Martin : I wanted to say one more thing, I’m really sorry about Bob.
Steven : It’s nothing serious.
Martin : No, it is. They will all get sick and die. Bob will die, Kim will die, your wife will die, understand?
Sa construction est progressive tout comme son intensité qui le font évoluer vers l’archétype du méchant mais Yorgos Lanthimos ajoute une nuance qui laisse le doute au spectateur : Martin n’a rien fait. Simple messager de cette malédiction, il semble pourtant avoir une réelle emprise malsaine sur la famille, notamment auprès de Kim qui change de comportement suite à son passage. Ainsi, Martin est un personnage pivot, proche d’un parasite qui s’immisce au sein de la famille. Il est acteur et voyeur de la descente aux Enfers des Murphys et pourtant, il est impossible de le rattacher à la figure du méchant pur et dur. Alors, est-il un méchant malgré lui ? Peut-être. Joue-t-il de cette malédiction pour son bien ? Sûrement. De cette construction complexe et ambigüe entre victime et méchant, le personnage de Martin en ressort le plus intéressant mais également le plus compliqué à comprendre dans ce film. Il n’est autre que l’essence même de la « Weird Greek New Wave » avec son côté « peu conventionnel » et « étrange ».

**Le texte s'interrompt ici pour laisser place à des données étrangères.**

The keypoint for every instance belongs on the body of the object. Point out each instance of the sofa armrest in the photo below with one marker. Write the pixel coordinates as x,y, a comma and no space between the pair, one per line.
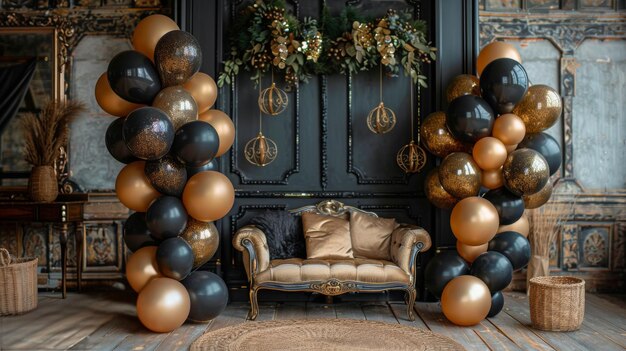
251,241
406,242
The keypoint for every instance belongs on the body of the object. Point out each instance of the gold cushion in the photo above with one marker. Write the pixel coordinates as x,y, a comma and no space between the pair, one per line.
295,270
371,236
326,236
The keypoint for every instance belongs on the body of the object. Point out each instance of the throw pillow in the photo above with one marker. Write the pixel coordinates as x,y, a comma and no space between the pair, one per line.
371,236
283,231
326,236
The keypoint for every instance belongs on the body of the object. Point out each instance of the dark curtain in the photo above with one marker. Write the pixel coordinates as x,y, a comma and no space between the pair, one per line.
14,82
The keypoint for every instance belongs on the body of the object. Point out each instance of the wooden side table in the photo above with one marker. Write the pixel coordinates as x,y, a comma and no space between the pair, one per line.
67,209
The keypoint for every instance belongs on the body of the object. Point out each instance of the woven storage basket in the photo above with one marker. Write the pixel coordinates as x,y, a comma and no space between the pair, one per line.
18,284
557,303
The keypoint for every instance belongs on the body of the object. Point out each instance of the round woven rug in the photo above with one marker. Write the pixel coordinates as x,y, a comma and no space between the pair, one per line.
322,334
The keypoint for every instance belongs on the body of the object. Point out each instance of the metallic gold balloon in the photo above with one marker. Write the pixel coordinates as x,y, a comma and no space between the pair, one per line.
435,193
142,267
203,88
178,104
494,51
539,198
466,300
460,175
540,108
474,221
522,226
437,138
149,31
509,128
133,188
492,179
208,196
464,84
525,172
163,305
203,238
224,127
110,102
489,153
469,253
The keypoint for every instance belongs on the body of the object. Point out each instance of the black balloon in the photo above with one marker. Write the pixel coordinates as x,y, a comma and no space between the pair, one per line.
510,206
175,258
547,146
196,143
514,246
441,269
211,166
133,77
503,84
494,269
497,302
166,217
469,118
148,133
208,294
136,232
115,143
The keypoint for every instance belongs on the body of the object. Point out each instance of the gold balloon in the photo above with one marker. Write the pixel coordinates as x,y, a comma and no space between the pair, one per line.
142,267
525,172
494,51
509,128
178,104
203,238
203,88
460,175
149,31
492,179
435,193
463,84
163,305
469,253
489,153
110,102
437,138
133,188
208,196
224,127
474,221
466,300
522,226
540,108
539,198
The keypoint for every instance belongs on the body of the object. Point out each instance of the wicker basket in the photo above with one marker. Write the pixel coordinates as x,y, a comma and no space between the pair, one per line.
18,284
557,303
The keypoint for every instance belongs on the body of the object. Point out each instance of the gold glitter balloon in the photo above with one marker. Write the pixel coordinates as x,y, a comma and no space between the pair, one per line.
463,84
540,108
460,175
178,104
435,193
539,198
203,238
525,172
437,138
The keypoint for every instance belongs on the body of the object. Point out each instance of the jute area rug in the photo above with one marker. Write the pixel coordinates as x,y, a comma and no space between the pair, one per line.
322,334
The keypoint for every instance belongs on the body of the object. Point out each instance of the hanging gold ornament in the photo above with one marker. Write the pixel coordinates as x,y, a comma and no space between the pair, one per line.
411,158
381,119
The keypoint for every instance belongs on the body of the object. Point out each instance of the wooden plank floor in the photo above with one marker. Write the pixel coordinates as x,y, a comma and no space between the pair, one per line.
99,321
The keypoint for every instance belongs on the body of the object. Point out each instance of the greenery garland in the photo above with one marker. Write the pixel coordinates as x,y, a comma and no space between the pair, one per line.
267,37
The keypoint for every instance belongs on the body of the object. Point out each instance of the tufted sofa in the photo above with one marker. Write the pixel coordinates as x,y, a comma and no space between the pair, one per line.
332,276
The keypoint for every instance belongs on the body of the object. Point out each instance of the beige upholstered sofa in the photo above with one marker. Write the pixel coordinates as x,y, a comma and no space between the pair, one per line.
332,276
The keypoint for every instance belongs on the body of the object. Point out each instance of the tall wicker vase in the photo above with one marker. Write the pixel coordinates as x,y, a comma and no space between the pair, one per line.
42,184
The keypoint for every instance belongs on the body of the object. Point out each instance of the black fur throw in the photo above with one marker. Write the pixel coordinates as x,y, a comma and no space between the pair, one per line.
283,231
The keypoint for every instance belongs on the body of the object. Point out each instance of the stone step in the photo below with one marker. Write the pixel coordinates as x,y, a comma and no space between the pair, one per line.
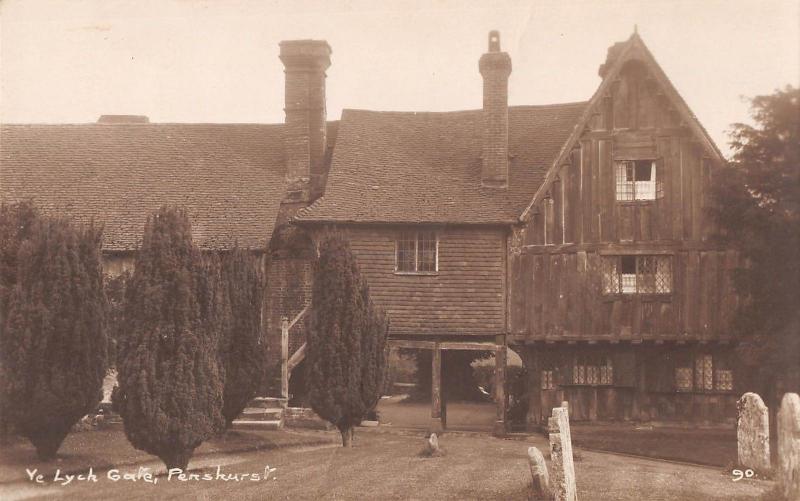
268,402
261,414
258,424
302,417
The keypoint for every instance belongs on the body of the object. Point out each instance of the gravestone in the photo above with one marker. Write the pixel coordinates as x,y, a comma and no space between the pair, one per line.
789,446
563,469
752,433
433,443
540,480
432,448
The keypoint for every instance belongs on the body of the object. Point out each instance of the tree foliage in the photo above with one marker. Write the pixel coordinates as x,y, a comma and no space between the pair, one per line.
242,349
53,342
346,354
758,211
170,383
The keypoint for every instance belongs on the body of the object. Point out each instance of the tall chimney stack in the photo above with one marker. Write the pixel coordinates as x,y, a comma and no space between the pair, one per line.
305,62
495,67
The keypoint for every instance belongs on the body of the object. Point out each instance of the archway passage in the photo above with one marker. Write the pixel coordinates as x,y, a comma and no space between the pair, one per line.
438,407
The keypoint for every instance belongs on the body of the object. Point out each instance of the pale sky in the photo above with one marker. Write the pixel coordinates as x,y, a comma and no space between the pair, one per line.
217,61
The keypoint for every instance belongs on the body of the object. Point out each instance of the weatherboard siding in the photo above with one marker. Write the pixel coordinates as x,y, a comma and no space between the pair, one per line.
465,297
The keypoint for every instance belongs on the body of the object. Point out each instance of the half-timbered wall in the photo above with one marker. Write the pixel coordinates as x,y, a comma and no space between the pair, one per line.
565,309
557,272
466,296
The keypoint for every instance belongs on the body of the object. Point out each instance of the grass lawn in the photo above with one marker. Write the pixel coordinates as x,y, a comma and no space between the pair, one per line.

The Killing Of A Sacred Deer est une version contemporaine du mythe du sacrifice, dans lequel le réalisateur a gardé une patte « Weird Greek New Wave » afin d’illustrer, tant par la symbolique que par l’esthétique pure, la perdition d’une famille « parfaite ». Le point fort de ce film reste sans aucun doute son usage innovant de la musique. Yorgos Lanthimos offre ici – avec justesse et poésie – une représentation du dilemme, commun, dans une certaine mesure, à chaque être humain.